Ce sondage, c’est un peu les vases communicants. Ce que l’extrême droite gagne, la gauche dite radicale le perd. Au point que LFI est jugée moins compétente, moins crédible, et même « plus violente » que le RN. Et Martelli questionne la stratégie qui « répond à la violence par la violence, à l’invective par l’invective ». Il appelle de ses vœux un projet « fondant la concorde sur les valeurs d’égalité et de citoyenneté », plutôt que « des métaphores de la haine et de la guerre civile ». Il rappelle que les colères, bien existantes dans notre société, sont porteuses de sentiments contradictoires « de peur et de lassitude », mais qui peuvent aller aussi « jusqu’à une aspiration à l’ordre ».

Sur le même sujet : « Il est trop tôt pour dire que Marine Le Pen est aux portes de l’Élysée »

Il y a beaucoup d’autres choses dans son livre. Notamment une critique du populisme. Chercher à conquérir des blocs sociologiques est vain s’il n’y a pas un projet alternatif clair, rassembleur de toute la gauche. Bien sûr, la cause première de la progression du Rassemblement national, c’est dans la Macronie qu’il faut la chercher. Avec son projet de loi sur l’immigration, le gouvernement atteint les limites extrêmes de sa droitisation. Pour plaire à Ciotti et à Le Pen, il faudrait refuser de régulariser les immigrés employés clandestinement dans ces secteurs « en tension », comme la restauration et le BTP. Le rêve de Le Pen ! Mais voilà que, lundi, a surgi un ovni politique : une tribune signée par quelques figures de ce qu’on appelle « la gauche » de la majorité présidentielle, avec des représentants des Verts, Julien Bayou en tête, du PCF, dont Fabien Roussel, et du PS, pour exiger la régularisation de ces travailleurs.

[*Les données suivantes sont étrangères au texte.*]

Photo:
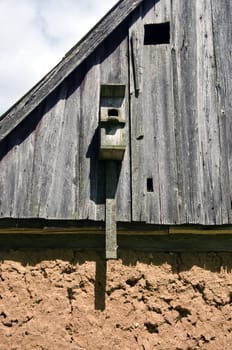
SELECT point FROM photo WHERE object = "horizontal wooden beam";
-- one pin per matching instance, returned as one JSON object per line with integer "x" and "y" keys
{"x": 92, "y": 242}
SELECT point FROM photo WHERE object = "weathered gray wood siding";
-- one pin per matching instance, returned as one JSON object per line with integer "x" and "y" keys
{"x": 179, "y": 127}
{"x": 53, "y": 171}
{"x": 181, "y": 119}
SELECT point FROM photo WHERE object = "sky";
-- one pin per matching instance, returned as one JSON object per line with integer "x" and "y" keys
{"x": 35, "y": 35}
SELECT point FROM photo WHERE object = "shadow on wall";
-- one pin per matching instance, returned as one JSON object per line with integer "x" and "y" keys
{"x": 89, "y": 270}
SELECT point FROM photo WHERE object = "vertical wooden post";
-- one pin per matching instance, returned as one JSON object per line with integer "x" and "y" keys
{"x": 111, "y": 226}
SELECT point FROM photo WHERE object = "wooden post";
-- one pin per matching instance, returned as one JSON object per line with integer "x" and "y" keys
{"x": 111, "y": 226}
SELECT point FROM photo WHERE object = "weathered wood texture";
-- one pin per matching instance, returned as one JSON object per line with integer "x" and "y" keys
{"x": 178, "y": 160}
{"x": 53, "y": 171}
{"x": 181, "y": 125}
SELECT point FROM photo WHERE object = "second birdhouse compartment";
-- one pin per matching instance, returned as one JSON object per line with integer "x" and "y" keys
{"x": 112, "y": 122}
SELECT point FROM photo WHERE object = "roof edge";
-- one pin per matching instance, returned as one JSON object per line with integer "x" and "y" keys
{"x": 73, "y": 58}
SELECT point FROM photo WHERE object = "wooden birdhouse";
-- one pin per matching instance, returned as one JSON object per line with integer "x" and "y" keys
{"x": 132, "y": 127}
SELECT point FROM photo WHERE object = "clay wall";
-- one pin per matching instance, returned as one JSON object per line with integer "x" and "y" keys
{"x": 63, "y": 299}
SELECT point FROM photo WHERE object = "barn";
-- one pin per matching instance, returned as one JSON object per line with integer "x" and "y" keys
{"x": 115, "y": 187}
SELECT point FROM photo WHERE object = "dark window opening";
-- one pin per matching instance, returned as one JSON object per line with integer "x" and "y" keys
{"x": 157, "y": 33}
{"x": 113, "y": 112}
{"x": 150, "y": 185}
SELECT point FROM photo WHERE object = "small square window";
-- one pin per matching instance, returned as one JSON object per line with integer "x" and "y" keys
{"x": 157, "y": 33}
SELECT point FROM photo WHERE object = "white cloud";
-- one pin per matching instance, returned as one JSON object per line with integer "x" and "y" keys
{"x": 36, "y": 35}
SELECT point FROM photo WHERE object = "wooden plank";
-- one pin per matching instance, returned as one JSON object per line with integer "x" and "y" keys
{"x": 136, "y": 120}
{"x": 184, "y": 57}
{"x": 73, "y": 59}
{"x": 153, "y": 154}
{"x": 111, "y": 225}
{"x": 222, "y": 44}
{"x": 209, "y": 137}
{"x": 114, "y": 70}
{"x": 171, "y": 243}
{"x": 90, "y": 173}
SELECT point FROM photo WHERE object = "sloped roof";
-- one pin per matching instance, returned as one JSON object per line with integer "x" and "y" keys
{"x": 19, "y": 111}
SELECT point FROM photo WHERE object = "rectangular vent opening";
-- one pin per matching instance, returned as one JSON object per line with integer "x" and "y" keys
{"x": 150, "y": 185}
{"x": 157, "y": 33}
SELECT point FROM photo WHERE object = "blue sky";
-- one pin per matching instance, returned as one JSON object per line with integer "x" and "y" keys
{"x": 35, "y": 35}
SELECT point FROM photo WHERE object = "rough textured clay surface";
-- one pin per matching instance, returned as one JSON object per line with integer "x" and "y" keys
{"x": 70, "y": 300}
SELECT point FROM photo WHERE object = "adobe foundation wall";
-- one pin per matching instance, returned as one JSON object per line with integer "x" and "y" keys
{"x": 69, "y": 300}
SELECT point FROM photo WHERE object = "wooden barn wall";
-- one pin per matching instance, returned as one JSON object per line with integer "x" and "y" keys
{"x": 53, "y": 171}
{"x": 181, "y": 118}
{"x": 178, "y": 163}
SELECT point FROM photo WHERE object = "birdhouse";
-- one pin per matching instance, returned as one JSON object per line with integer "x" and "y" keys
{"x": 112, "y": 122}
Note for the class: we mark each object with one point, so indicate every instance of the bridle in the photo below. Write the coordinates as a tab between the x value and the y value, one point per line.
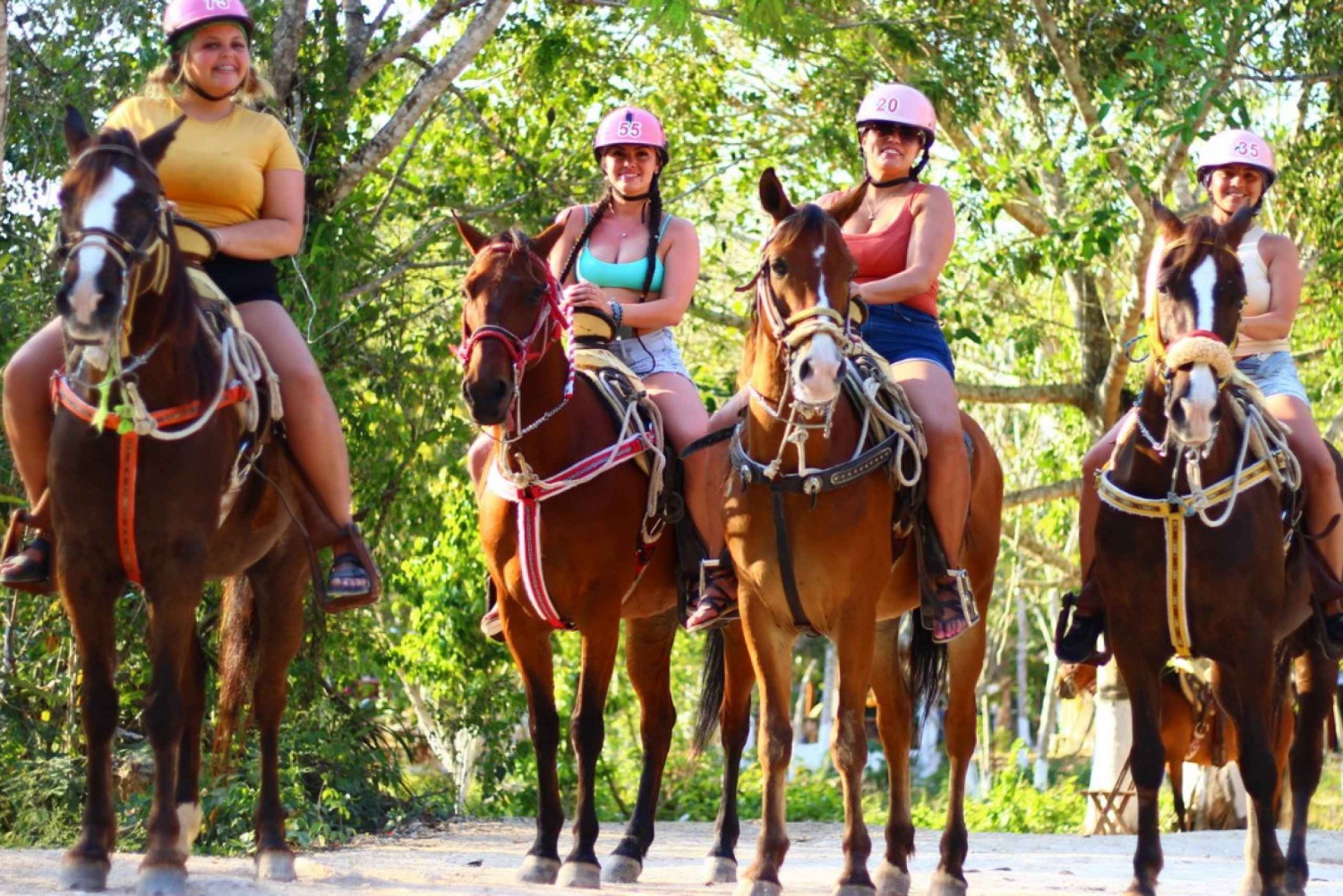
551	321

Chercher à conquérir des blocs sociologiques est vain s’il n’y a pas un projet alternatif clair.

On peut toujours déplorer, comme LFI, que le texte n’aille pas assez loin, mais fallait-il pour autant ne pas signer ? Du coup, la tribune met en évidence les fractures au sein de la Nupes. Quel positionnement pour la gauche ? Comment trouver le ton juste ? Le débat fait rage jusqu’à l’intérieur de LFI. Certes, on ne doit jamais oublier ce qui a déjà été dit tant de fois sur cette page : les périls politiques qui menacent notre pays n’auraient pas la même gravité si François Hollande avait appliqué ne serait-ce que le quart de ses promesses. Mais ce rappel ne peut plus servir à faire obstacle à une urgente introspection de la gauche d’aujourd’hui.